Eric Schmidt gets a job at the Pentagon

Google Chairman: Tim Cook is wrong about us
Google Chairman: Tim Cook is wrong about us

Alphabet Chairman and former Google CEO Eric Schmidt is heading up a new effort to make the Pentagon more tech savvy.

Secretary of Defense Ashton Carton on Wednesday appointed Schmidt the head of a new Defense Innovation Advisory Board, which will help the Pentagon keep up with the latest Silicon Valley ideas and apply them at the Department of Defense.

The board will address problems in the way the Pentagon uses technology, and it will be tasked with offering "quick solutions." Schmidt's group will have no access to information about military operations strategy.

Schmidt will oversee a group of up to 11 other board members, who also have led large private companies and public organizations.

Carter said Schmidt has a "unique perspective on the latest practices in harnessing and encouraging innovation."

Schmidt had been a powerful advocate and confidant of President Obama in the early days of his administration. But Schmidt and the White House have had a more fractious relationship in recent years.

Related: Pentagon orders Windows 10 to be installed on all of its PCs

The FTC very nearly sued Google for antitrust violations in 2013 after a a hard-fought behind the scenes battle. Schmidt and Google have been strong opponents to the administration's policies on data collection, and Alphabet (GOOGL) is expected to file a brief supporting Apple in its fight against the FBI's encryption unlocking demands.

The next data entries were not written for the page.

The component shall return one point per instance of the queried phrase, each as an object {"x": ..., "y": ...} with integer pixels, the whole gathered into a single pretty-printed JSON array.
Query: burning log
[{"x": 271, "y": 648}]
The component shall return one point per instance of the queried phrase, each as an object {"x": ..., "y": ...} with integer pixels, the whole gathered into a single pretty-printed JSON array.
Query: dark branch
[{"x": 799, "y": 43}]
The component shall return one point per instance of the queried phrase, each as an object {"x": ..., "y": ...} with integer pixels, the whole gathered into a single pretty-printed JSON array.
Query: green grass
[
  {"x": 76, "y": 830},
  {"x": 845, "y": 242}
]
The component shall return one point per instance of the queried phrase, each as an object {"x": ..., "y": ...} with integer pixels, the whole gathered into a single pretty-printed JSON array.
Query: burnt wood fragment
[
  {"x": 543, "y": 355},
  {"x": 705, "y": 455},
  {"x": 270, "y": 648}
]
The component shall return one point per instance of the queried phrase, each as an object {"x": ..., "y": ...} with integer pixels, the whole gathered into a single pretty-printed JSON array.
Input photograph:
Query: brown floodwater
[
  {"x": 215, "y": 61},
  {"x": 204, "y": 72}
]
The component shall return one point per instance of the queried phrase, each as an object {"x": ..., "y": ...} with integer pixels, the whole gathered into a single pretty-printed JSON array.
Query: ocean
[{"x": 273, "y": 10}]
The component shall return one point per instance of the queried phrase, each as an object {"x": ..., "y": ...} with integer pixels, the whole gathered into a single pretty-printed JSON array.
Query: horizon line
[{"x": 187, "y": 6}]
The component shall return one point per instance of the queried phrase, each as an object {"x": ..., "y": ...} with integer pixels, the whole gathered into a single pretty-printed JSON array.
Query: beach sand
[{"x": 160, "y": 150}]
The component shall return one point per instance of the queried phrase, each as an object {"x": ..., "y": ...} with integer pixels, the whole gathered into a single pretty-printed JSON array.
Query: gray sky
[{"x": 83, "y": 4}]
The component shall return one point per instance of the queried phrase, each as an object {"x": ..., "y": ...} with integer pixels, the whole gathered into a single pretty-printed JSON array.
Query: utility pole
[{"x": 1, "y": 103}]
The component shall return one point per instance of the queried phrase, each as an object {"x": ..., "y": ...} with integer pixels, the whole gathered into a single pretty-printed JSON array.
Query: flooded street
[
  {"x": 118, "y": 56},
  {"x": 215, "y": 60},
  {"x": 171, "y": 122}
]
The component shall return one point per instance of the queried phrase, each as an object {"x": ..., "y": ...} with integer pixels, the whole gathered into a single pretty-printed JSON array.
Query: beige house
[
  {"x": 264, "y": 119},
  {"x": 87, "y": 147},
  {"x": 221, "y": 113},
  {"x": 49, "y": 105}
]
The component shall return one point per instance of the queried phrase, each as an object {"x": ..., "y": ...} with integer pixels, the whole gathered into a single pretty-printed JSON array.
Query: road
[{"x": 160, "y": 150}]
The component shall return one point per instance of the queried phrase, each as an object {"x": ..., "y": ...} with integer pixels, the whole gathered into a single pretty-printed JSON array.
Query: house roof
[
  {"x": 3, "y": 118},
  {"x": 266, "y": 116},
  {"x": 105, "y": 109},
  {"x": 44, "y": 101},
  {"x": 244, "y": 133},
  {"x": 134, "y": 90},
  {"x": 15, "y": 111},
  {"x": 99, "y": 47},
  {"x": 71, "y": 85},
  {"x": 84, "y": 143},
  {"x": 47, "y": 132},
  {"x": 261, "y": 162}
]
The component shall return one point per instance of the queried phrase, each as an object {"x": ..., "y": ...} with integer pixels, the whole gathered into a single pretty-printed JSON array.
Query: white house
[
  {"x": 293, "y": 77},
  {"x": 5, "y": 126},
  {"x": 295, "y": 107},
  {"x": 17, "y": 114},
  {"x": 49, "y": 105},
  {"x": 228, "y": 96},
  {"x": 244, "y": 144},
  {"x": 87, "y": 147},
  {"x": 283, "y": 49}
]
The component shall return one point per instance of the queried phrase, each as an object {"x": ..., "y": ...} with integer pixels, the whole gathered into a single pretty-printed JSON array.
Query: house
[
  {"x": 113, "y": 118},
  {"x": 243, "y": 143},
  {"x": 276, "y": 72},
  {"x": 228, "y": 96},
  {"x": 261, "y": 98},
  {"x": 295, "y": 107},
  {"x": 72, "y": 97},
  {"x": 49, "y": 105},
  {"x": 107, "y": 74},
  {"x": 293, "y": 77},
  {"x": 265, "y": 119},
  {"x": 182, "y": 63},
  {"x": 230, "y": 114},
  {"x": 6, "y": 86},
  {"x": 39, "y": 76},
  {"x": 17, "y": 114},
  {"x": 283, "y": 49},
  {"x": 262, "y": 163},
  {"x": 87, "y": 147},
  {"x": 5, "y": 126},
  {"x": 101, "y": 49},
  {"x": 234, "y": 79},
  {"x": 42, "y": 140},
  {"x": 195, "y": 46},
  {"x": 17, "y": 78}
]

Yet Schmidt remained in Obama's good graces, often appearing at technology leader summits -- and now chairing a Pentagon innovation board.

Also Wednesday, the Pentagon announced a "Hack the Pentagon" bug bounty program, which will pay hackers who discover vulnerabilities in the Department of Defense's systems. Bug bounties are a commonly used tool in Silicon Valley to help companies discover vulnerabilities before they're exploited by bad actors.

The Pentagon said its bug bounty would be done in a "controlled environment," and the hackers would be vetted first.

The Defense Department frequently attempts to recruit hackers to help it combat attackers and fight battles in cyberspace.